Chumbada proposta para harmonizar subsídios aos clubes desportivos


 

Lusa / AO online   Outras modalidades   29 de Out de 2007, 21:46

A maioria socialista na Assembleia Legislativa dos Açores chumbou segunda-feira à noite uma proposta do PSD que pretendia "harmonizar" os subsídios a atribuir aos clubes desportivos do Arquipélago.
Os sociais-democratas diziam não compreender como é que modalidades com "notoriedade e visibilidade muito semelhantes", como é o caso do basquetebol, andebol, hóquei em patins e voleibol, por exemplo, recebem "níveis de apoio tão diferenciados", embora estejam todos "no mais elevado patamar desportivo nacional".

Para Cláudio Lopes, da bancada do PSD, os referidos subsídios, atribuídos no âmbito da promoção do Açores no mercado nacional, prejudicam determinados clubes e modalidades.

Segundo o parlamentar social-democrata, o caso mais gritante da "falta de critérios" é o que se verifica entre equipas que praticam a mesma modalidade mas de sexos diferentes.

É o caso do voleibol, em que as equipas de masculinos nos Açores chegam a receber cinco vezes mais do que as equipas de femininos, embora ambos militem na primeira divisão nacional da modalidade.

Ao todo, o Governo Regional atribui mais de três milhões de euros para a promoção dos Açores aos clubes desportivos que militam nos principais escalões da modalidade.

Para o deputado do CDS/PP, Artur Lima, a "ausência de critérios" nesta área, demonstra bem que "este é um subterfúgio do Governo para dar o que quer, a quem quer".

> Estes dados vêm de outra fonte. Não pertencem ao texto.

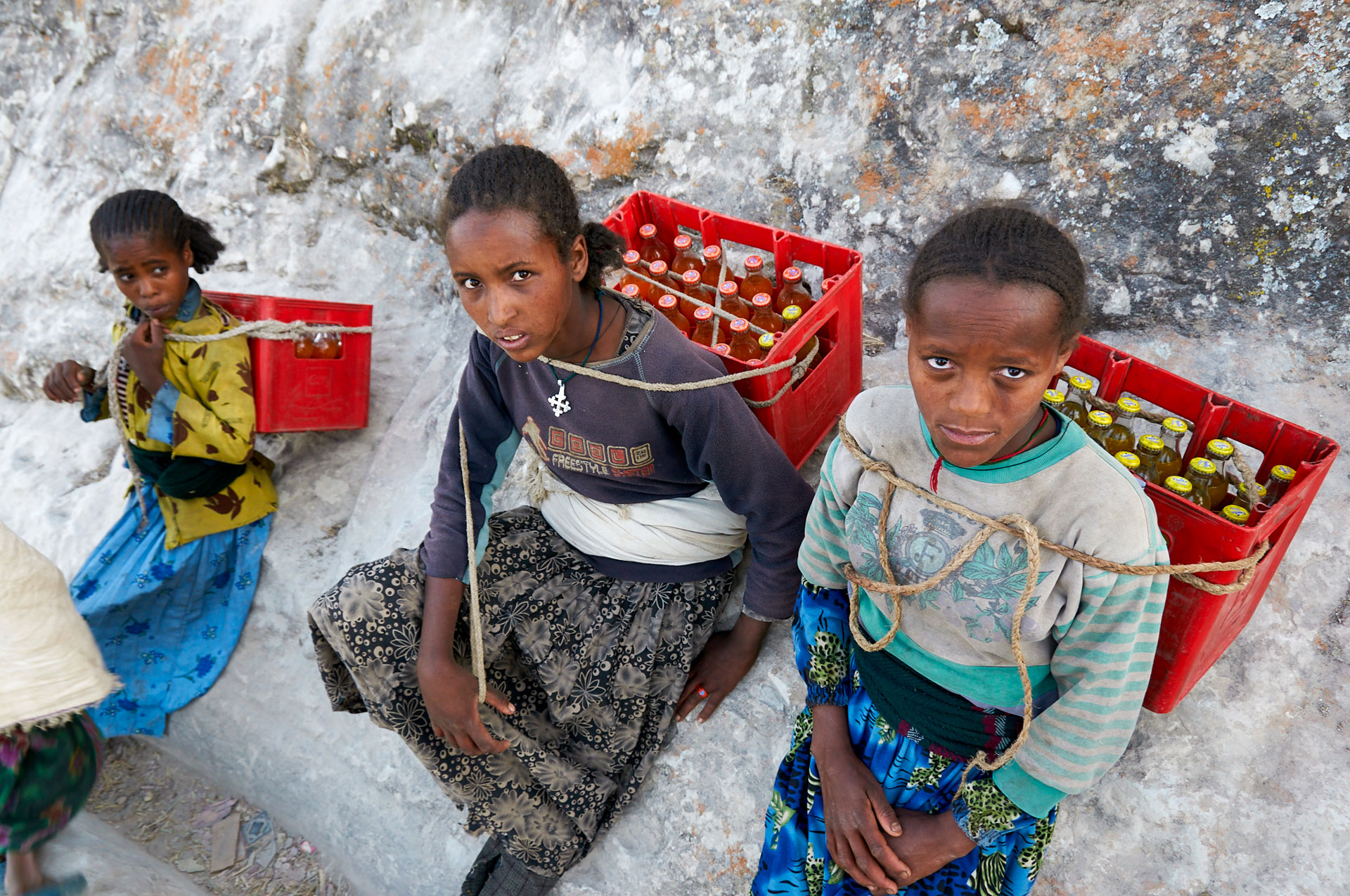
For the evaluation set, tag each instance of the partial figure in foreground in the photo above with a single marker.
(867, 795)
(51, 751)
(598, 604)
(169, 587)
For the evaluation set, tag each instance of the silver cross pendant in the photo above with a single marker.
(559, 403)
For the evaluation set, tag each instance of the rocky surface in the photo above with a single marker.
(1197, 152)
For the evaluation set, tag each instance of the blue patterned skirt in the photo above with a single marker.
(795, 862)
(165, 620)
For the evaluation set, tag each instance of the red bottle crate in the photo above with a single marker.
(806, 413)
(1198, 626)
(297, 394)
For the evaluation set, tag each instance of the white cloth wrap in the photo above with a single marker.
(51, 665)
(671, 532)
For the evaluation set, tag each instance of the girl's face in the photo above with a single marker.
(980, 358)
(515, 285)
(150, 273)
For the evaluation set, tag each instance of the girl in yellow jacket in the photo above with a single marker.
(168, 590)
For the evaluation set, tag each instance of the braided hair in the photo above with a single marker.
(1005, 245)
(153, 214)
(523, 178)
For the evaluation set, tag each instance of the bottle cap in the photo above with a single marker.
(1129, 405)
(1150, 444)
(1179, 485)
(1203, 466)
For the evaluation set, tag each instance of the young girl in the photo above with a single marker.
(594, 605)
(168, 590)
(866, 796)
(51, 751)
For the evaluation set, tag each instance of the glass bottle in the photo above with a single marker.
(669, 305)
(1121, 434)
(763, 313)
(1098, 422)
(686, 259)
(1149, 451)
(1129, 460)
(651, 247)
(702, 327)
(757, 281)
(1280, 479)
(1200, 473)
(793, 292)
(1076, 406)
(1219, 451)
(1181, 488)
(744, 346)
(1174, 428)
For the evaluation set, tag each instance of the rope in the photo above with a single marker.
(1024, 529)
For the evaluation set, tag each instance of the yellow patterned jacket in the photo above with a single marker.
(214, 417)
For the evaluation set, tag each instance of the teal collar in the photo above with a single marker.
(1064, 443)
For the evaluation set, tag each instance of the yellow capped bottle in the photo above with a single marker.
(1279, 482)
(1149, 451)
(1121, 434)
(1098, 422)
(1076, 406)
(1181, 488)
(1219, 451)
(1200, 474)
(1174, 428)
(1129, 460)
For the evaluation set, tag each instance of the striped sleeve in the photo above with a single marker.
(1102, 665)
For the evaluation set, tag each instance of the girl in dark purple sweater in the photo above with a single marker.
(598, 604)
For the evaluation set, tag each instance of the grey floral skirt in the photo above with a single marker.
(594, 667)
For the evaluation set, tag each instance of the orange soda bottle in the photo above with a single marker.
(744, 346)
(755, 281)
(793, 292)
(702, 327)
(652, 249)
(669, 305)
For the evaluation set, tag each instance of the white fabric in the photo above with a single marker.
(49, 661)
(671, 532)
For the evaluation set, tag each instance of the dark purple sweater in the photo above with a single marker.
(624, 446)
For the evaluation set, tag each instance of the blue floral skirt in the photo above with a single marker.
(165, 620)
(795, 862)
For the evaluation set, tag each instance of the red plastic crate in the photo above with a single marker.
(297, 394)
(806, 413)
(1198, 626)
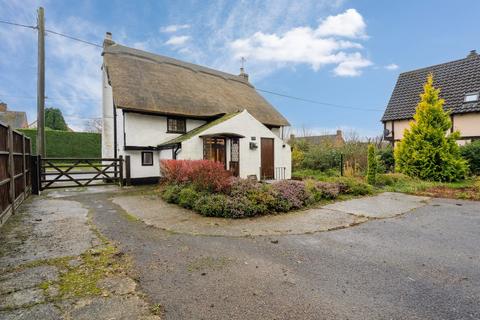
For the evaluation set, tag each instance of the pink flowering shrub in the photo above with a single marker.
(209, 189)
(205, 175)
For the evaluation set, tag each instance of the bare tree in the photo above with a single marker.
(94, 125)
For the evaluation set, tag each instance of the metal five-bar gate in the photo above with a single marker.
(82, 172)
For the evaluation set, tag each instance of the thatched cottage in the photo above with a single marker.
(155, 108)
(459, 83)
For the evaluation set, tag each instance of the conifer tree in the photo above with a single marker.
(372, 165)
(428, 150)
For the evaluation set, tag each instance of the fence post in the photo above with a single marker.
(11, 168)
(34, 174)
(127, 171)
(120, 160)
(341, 164)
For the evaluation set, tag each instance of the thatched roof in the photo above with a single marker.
(147, 82)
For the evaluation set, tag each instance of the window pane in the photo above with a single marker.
(147, 158)
(471, 97)
(176, 125)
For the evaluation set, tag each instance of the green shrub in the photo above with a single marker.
(187, 197)
(354, 186)
(243, 207)
(372, 165)
(261, 196)
(212, 205)
(426, 150)
(387, 160)
(318, 190)
(471, 153)
(321, 157)
(389, 179)
(171, 193)
(66, 144)
(290, 195)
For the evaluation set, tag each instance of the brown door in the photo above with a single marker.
(267, 163)
(235, 156)
(214, 149)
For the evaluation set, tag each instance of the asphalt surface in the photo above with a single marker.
(424, 264)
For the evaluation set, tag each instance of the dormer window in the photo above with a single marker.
(471, 97)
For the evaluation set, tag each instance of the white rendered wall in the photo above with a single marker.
(250, 160)
(146, 131)
(151, 130)
(468, 124)
(107, 118)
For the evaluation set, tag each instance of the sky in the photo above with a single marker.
(344, 53)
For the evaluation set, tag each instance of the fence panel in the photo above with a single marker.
(15, 176)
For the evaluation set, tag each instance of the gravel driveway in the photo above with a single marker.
(422, 264)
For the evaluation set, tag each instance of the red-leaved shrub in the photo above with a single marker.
(205, 175)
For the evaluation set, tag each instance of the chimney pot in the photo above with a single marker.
(108, 39)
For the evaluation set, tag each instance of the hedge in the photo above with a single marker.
(66, 144)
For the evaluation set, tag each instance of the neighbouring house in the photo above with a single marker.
(335, 140)
(459, 83)
(15, 119)
(155, 108)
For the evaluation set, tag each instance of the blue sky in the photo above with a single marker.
(342, 52)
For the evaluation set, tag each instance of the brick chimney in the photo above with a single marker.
(243, 74)
(108, 40)
(472, 54)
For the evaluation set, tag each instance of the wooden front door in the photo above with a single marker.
(235, 156)
(215, 149)
(267, 159)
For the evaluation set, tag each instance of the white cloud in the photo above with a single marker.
(348, 24)
(351, 65)
(174, 28)
(177, 40)
(391, 66)
(310, 46)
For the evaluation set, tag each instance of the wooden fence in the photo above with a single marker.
(15, 171)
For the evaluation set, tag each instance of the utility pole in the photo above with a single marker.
(41, 84)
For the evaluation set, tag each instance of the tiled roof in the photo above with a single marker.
(454, 79)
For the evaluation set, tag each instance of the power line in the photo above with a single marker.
(73, 38)
(51, 98)
(317, 102)
(17, 24)
(51, 31)
(262, 90)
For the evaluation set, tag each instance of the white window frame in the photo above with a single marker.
(145, 163)
(471, 94)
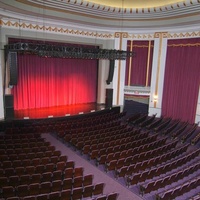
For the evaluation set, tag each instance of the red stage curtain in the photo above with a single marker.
(182, 79)
(46, 82)
(140, 70)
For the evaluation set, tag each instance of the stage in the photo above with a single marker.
(59, 111)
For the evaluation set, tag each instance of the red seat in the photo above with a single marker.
(45, 187)
(56, 186)
(22, 190)
(65, 195)
(34, 189)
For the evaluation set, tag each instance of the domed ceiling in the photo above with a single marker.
(106, 14)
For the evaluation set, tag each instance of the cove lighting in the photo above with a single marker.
(79, 52)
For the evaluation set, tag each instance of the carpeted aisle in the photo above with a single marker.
(99, 176)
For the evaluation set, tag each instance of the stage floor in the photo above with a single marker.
(59, 111)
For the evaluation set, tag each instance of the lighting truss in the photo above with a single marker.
(79, 52)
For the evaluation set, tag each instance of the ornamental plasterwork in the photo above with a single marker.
(143, 36)
(37, 27)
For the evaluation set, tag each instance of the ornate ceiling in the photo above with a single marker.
(113, 15)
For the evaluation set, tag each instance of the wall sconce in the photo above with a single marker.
(155, 98)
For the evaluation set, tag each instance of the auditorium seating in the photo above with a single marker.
(157, 155)
(36, 170)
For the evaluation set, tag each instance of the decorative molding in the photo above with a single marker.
(62, 30)
(121, 35)
(137, 91)
(184, 35)
(142, 36)
(160, 34)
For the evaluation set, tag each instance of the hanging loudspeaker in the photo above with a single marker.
(12, 57)
(109, 97)
(9, 107)
(111, 71)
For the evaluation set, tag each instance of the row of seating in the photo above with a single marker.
(133, 169)
(169, 179)
(48, 187)
(87, 130)
(14, 160)
(67, 195)
(30, 180)
(15, 145)
(20, 136)
(50, 167)
(118, 162)
(179, 190)
(58, 125)
(103, 157)
(113, 146)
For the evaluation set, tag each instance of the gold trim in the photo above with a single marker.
(54, 29)
(184, 35)
(148, 63)
(159, 35)
(119, 10)
(119, 35)
(130, 65)
(184, 45)
(140, 46)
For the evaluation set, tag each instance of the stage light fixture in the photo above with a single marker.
(49, 50)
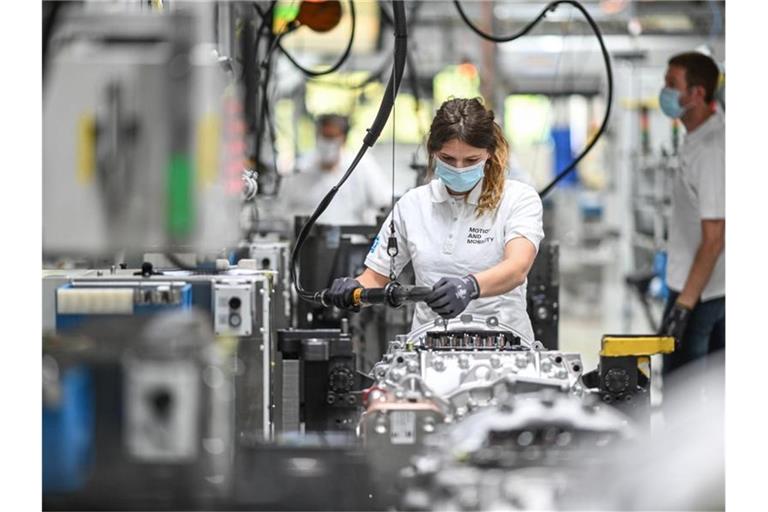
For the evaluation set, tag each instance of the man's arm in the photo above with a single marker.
(511, 272)
(710, 248)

O parlamentar do PP considera que os argumentos utilizados pelo PS e pelo Governo para sustentar este tipo de apoios, são "surrealistas" e deu como exemplo um subsídio de cem mil euros atribuído a um clube, para a promoção dos produtos açorianos.

A bancada do PS, através da deputada Mariana Matos, repetiu exaustivamente os critérios subjacentes a estes apoios, destacando a cobertura noticiosa das provas desportivas, o número de pessoas que assiste aos espectáculos e o impacto que as modalidades têm no mercado nacional, entre outros.

O secretário regional da Educação e Ciência, Álamo Meneses, justificou o financiamento nesta área com o "grau de exposição pública" que as modalidades (algumas mais do que outras), têm no Continente, o "mercado alvo" desta promoção.

Justificações que não foram bem aceites pela oposição mas que, apesar de tudo, vão continuar a vigorar, já que o Governo se recusa a alterar o diploma.

O Parlamento açoriano aprovou, por outro lado, por unanimidade, uma proposta do CDS/PP que cria um novo regime de concessão de bolsa de estudo para a frequência do internato complementar de Medicina.

O diploma define novos apoios a atribuir aos médicos bolseiros que assinarem contratos com a Região para exercerem a actividade no Arquipélago, prevendo também penalizações financeiras mais graves para aqueles que rescindam os acordos com o Governo dos Açores.